Evidence-based practice involves critical appraisal of the available research, the formulation of recommendations based on the findings of well-designed and executed studies, and an indication of how solid the evidence is to support the practice. Many professional associations, including the Emergency Nurses Association (ENA) and the American College of Emergency Physicians, have committees that evaluate the evidence related to specific clinical questions and create EBP documents. The ENA documents, known as Emergency Nursing Resources, are available online at http://www.ena.org/IENR/ENR/ and address topics such as capnography during procedural sedation, difficult intravenous access, and needle-related pain in pediatric patients. The American College of Emergency Physicians clinical policies address conditions such as abdominal trauma, seizures, and headache. They are available at http://www.acep.org/clinicalpolicies/. There is also a repository of EBP guidelines administrated by the Agency for Healthcare Research and Quality freely available at www.guidelines.gov.

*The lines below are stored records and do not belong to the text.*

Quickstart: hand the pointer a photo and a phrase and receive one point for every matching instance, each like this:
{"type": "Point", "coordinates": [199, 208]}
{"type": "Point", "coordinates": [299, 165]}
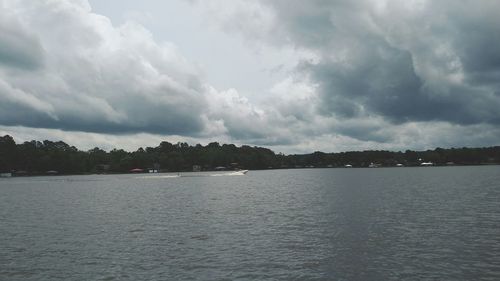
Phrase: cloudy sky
{"type": "Point", "coordinates": [294, 76]}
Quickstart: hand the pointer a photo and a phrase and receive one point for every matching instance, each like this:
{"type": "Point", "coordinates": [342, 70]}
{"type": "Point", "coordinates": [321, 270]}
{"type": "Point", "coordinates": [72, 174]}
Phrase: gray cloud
{"type": "Point", "coordinates": [405, 61]}
{"type": "Point", "coordinates": [94, 77]}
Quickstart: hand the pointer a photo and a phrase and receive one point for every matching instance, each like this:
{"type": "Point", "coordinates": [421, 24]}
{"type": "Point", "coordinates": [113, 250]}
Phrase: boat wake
{"type": "Point", "coordinates": [204, 174]}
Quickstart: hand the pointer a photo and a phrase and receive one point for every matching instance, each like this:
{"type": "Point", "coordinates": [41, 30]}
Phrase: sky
{"type": "Point", "coordinates": [293, 76]}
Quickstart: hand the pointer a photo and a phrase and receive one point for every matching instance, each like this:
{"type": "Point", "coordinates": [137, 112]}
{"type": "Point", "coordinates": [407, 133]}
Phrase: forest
{"type": "Point", "coordinates": [57, 157]}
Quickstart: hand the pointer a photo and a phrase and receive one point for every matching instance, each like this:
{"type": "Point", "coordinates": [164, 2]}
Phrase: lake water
{"type": "Point", "coordinates": [439, 223]}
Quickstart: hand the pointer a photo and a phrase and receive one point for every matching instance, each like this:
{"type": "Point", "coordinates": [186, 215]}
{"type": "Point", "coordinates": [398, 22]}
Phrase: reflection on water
{"type": "Point", "coordinates": [316, 224]}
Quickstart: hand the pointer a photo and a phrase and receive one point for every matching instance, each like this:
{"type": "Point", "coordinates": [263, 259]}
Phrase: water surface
{"type": "Point", "coordinates": [440, 223]}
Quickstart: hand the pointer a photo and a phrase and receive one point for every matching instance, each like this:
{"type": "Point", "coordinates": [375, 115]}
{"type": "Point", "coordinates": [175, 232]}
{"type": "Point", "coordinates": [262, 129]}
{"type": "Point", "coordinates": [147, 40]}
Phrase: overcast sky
{"type": "Point", "coordinates": [294, 76]}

That APNs are interested in EBP is reflected in the fact that one of the most popular features in AENJ is the Research to Practice column. The purpose of the column is to assist APNs in the evaluation of evidence and, ultimately, the translation of that evidence into clinical practice. One of the most important roles APNs play in emergency care is the identification and implementation of practice changes based on solid evidence. So, keep your terminology straight and help others move toward the goal of EBP as the standard of care. And, the next time someone tells you that a practice change is needed, ask them to show you the data.
—Jean A. Proehl, RN, MN, CEN, CPEN, FAEN
Emergency Clinical Nurse Specialist
Proehl PRN, LLC
—Karen Sue Hoyt, PhD, RN, FNP-BC, CEN, FAEN, FAANP
Emergency Nurse Practitioner
St. Mary Medical Center
Long Beach, CA
Note: Jean A. Proehl expressed many of these thoughts on the ENA Educators ListServ on Tuesday, September 6, 2011.
Isaacs D., Fitzgerald D. (1999). Seven alternatives to evidence-based medicine. British Medical Journal, 319, 1618.
Neumar R. W., Otto C. W., Link M. S., Kronick S. L., Shuster M., Callaway C. W., Morrison L. J. (2010). Part 8: Adult advanced cardiovascular life support: 2010 American Heart Association guidelines for cardiopulmonary resuscitation and emergency cardiovascular care. Circulation, 122(Suppl. 3), S729–S767.
Proehl J. A. (2011). EBP, ENA, and ENRs. Journal of Emergency Nursing, 37, 217.